For instance, one of your Gigs can offer proofreading of Kindle ebooks, another Gig can offer proofreading Amazon affiliate blog posts, and yet another Gig can offer proofreading Amazon product descriptions.

It’s free to join, but they take 20% of your earnings, so take note of that when you set the price of your Gigs.

9. Upwork

Upwork is also a freelance job marketplace where you can find work by either posting projects on their Project Catalog and waiting for clients to buy, or bidding for jobs posted by clients on their Talent Marketplace.

Like Fiverr, it’s free to join Upwork but they take a percentage of your earnings. Their fee structure is a bit more complicated; it starts at 20% and decreases depending on your cumulative earnings per client.

10. clickworker

clickworker specializes in breaking down large projects into microjobs, crowdsourcing several freelancers to do these microjobs, reassembling the output, and sending them back to their clients.

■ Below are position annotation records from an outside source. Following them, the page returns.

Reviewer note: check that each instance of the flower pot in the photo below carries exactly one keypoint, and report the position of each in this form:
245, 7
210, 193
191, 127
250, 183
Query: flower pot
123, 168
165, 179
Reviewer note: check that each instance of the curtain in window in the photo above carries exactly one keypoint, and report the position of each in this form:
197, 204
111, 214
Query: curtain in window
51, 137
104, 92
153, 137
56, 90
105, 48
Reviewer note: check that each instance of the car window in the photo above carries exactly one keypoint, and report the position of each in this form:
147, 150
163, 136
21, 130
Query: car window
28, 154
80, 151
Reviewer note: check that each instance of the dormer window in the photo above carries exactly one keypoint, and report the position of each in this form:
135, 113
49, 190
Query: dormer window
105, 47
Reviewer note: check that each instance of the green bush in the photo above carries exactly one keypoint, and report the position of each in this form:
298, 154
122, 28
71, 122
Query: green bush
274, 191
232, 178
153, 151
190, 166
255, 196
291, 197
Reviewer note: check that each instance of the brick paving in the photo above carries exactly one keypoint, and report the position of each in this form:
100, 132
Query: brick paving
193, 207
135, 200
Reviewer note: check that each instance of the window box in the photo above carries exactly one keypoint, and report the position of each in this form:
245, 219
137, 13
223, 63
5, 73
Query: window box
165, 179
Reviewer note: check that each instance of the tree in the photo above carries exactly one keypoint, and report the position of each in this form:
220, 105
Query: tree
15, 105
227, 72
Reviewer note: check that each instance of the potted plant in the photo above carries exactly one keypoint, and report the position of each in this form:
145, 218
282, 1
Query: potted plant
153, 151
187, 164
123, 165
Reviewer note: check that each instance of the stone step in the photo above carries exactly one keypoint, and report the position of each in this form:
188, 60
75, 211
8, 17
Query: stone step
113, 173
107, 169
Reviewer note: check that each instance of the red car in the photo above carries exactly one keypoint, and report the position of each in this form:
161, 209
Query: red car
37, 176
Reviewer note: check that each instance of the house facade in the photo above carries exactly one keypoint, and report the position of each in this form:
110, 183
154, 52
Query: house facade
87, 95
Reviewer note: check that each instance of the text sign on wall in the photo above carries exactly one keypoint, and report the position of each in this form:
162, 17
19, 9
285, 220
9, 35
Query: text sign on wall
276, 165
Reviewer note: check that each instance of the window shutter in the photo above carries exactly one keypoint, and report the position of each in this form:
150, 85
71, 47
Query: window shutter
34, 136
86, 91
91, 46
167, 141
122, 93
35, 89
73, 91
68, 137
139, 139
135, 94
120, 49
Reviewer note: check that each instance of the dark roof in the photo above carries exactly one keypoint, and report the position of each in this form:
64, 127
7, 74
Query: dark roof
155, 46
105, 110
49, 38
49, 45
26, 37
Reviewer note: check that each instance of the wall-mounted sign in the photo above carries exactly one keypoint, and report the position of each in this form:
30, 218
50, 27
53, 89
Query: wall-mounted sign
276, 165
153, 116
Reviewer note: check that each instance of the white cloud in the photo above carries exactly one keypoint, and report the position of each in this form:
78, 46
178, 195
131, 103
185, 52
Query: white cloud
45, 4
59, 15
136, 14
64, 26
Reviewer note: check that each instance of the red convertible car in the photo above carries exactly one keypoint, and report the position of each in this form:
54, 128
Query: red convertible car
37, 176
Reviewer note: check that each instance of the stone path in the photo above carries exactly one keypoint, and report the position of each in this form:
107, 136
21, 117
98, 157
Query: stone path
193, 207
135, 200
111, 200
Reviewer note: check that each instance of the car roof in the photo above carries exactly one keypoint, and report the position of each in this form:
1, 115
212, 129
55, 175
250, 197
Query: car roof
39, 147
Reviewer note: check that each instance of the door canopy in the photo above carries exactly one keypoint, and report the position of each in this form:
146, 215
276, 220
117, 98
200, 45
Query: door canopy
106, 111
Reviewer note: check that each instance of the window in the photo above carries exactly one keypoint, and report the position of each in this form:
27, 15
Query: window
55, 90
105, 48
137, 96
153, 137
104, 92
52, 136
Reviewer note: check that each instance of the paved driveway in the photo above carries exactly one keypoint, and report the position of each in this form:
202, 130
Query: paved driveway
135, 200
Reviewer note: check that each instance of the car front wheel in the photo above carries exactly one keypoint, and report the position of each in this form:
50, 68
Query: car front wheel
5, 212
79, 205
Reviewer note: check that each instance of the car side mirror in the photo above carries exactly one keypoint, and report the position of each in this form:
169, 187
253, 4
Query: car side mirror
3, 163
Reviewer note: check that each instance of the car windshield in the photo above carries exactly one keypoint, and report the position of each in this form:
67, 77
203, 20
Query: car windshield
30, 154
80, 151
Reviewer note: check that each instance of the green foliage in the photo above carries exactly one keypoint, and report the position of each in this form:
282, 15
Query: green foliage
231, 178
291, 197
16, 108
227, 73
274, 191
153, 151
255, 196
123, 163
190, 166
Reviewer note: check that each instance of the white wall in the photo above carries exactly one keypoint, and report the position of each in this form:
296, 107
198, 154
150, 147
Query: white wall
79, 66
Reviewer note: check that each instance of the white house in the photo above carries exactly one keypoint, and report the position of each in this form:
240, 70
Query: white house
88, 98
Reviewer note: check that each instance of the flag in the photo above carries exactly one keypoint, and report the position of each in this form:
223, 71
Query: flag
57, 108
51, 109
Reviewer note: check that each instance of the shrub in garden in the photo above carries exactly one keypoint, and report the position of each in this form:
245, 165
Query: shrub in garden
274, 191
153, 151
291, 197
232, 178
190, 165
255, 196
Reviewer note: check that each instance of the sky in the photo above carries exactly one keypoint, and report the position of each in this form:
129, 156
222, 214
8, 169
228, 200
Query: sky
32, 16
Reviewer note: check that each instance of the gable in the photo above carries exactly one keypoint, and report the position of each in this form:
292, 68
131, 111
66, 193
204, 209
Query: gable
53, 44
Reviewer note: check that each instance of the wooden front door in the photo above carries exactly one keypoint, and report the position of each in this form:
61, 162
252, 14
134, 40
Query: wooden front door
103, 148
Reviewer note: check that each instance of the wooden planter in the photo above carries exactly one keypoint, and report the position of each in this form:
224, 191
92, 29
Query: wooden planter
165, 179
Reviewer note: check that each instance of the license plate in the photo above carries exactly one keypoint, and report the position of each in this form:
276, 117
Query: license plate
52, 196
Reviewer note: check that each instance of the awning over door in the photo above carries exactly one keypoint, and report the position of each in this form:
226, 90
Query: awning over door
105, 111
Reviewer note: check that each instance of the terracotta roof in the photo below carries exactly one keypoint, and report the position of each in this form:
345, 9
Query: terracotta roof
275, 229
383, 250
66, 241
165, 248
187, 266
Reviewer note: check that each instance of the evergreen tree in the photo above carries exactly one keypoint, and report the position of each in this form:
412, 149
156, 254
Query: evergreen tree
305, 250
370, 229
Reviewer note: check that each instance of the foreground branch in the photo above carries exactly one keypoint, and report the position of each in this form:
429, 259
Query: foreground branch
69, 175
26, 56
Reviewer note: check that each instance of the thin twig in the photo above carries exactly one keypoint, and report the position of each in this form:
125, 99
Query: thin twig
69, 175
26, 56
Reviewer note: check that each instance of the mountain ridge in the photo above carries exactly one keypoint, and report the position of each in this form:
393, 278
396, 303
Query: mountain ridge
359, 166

Among the many microjobs that freelancers can do is proofreading blog posts and Amazon product descriptions.

However, every proofreader on clickworker must first gain experience as a writer by doing various text creation jobs before they can take the proofreader assessment test.

Start applying for Amazon proofreading jobs today!

Amazon is one of the biggest companies in the world, with no signs of its growth slowing down.

Thus, there will be plenty of content, product descriptions, eBooks, and affiliate blogs to be produced in the foreseeable future, which means there will also be plenty of Amazon proofreading jobs to go around.

However, if you want to know about other Amazon job opportunities, we got you covered. We’ve listed various Amazon work-from-home jobs and described how to become an Amazon product tester.

In addition, there are other ways of earning money from Amazon, including self-publishing your own Kindle ebook (instead of proofreading them).